As far as the price, what else do you use as much as your pillow or mattress? (Eight hours a day, seven days a week.) We easily plunk down $100 or more for a pair of running or walking shoes (and usually have more than one pair). The ergonomic complexity of the neck and upper back coupled with the fact that you don’t tie your head down to one place (like a shoe) makes the pillow an equally important concern. I would actually like to have less expensive pillow, but do not want to switch to polyurethane or polyester materials, reduce the quality of the components or get it made overseas.

We aren’t Home Shopping Club and this isn’t “snake oil”. There are realities to positional benefits just like there are realities to any “treatment” and not everything is possible but often we make a difference. We treat our customers with respect and honesty (even recommending against the product if it isn’t appropriate).

All this being said, the reaction to our marketing as baloney concerns me. Maybe we should overhaul the copy, does it come across as B.S.? Anyway, thats my 2 cents.

MissA's avatar


Is yours made out of the same material as the “NASA foam”?

I appreciate your explanation and that you said straight up your affiliation.

smajoros's avatar

Thanks.

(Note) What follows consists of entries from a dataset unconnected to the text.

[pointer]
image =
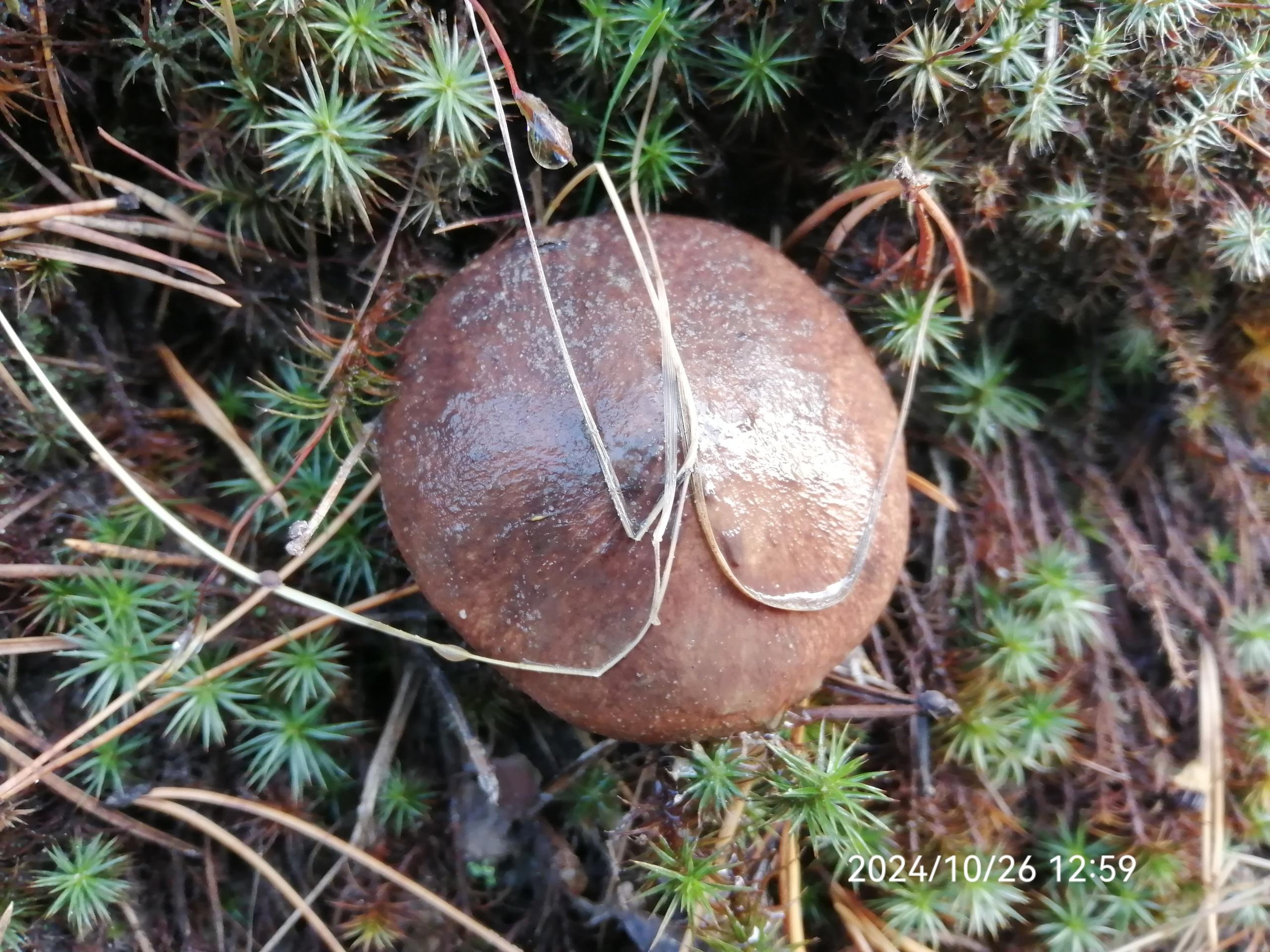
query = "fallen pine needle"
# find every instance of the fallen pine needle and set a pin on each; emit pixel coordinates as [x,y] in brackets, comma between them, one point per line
[98,237]
[33,647]
[153,201]
[215,419]
[92,805]
[42,765]
[247,855]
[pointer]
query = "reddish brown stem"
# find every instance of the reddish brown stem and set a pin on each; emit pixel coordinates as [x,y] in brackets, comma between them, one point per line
[925,249]
[498,46]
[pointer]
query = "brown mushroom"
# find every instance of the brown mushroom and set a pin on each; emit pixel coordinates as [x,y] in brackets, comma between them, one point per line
[497,499]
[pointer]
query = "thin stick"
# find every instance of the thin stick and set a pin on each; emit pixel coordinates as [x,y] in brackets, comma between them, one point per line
[28,572]
[345,348]
[134,921]
[833,205]
[327,839]
[847,225]
[304,530]
[790,874]
[59,115]
[247,855]
[162,673]
[153,201]
[206,239]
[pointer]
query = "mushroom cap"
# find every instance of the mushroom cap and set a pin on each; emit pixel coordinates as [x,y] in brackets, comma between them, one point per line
[497,500]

No “NASA foam”. We use a natural latex pillow and a natural/synthetic latex frame for the support structure. The cover is an organic cotton knit. All the components carry an Oeko-Tex certificate for volatile chemicals (A testing board that tests textiles and foams for various toxins). Some people actually buy the pillow just for the ecological health aspects. We don’t use NASA foam for temperature and chemical reasons as well as the fact that the latex shows lower contact pressure for ear and cheek support.